2018 ESA Annual Meeting (August 5 -- 10)

PS 66-201 - Population viability analysis for long-lived species and applications to the federal Species Status Assessments

Friday, August 10, 2018
ESA Exhibit Hall, New Orleans Ernest N. Morial Convention Center
Nicole Angeli, Department of Forestry and Wildlife Sciences, Alabama Cooperative Fish and Wildlife Research Unit, Auburn, AL and Conor P. McGowan, Alabama Cooperative Fish and Wildlife Research Unit, U.S. Geological Survey, Auburn, AL
Background/Question/Methods

Population viability analyses (PVA) estimate the ability of species to persist in our rapidly changing world. Creating robust population viability projection models predicting the short-term effects of global change on species with long-life spans and relatively long generation times is difficult. For species living for more than 100 years, PVA timelines may inform conservation action affecting one or fewer generations of a species. In those cases, creative choices in choosing to project into the future the threats rather than the life histories of focal species may better inform conservation action and decision-making. Herein, we discuss completed and on-going projects to collaboratively assess the current and future status of species with varying lifespans using simulated data and comparing the simulations to current cases involving Puerto Rican Boas, Sonoran Desert Tortoises, and Whitebark Pines with the U.S. Fish and Wildlife Service under the new Species Status Assessment (SSA) framework.

Results/Conclusions

We found that when one generation of a species is equivalent to more than one hundred years, the persistence and vulnerabilities of that species to changing environments is better explored using information related to threats to the species than information related to the species’ demography.

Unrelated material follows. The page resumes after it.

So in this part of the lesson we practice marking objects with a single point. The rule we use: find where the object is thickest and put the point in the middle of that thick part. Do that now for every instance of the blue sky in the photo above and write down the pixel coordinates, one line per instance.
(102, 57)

Using spatial and biological information in multiple statistical models including cellular automaton and state transition, we decreased uncertainty surrounding the persistence estimates of each of the case study species. We suggest expanding the scope of demographic-based PVA modeling frameworks to incorporate perceived threats. The modeling exercises were one tool to treat uncertainty related to long-lived species persistence with greater confidence.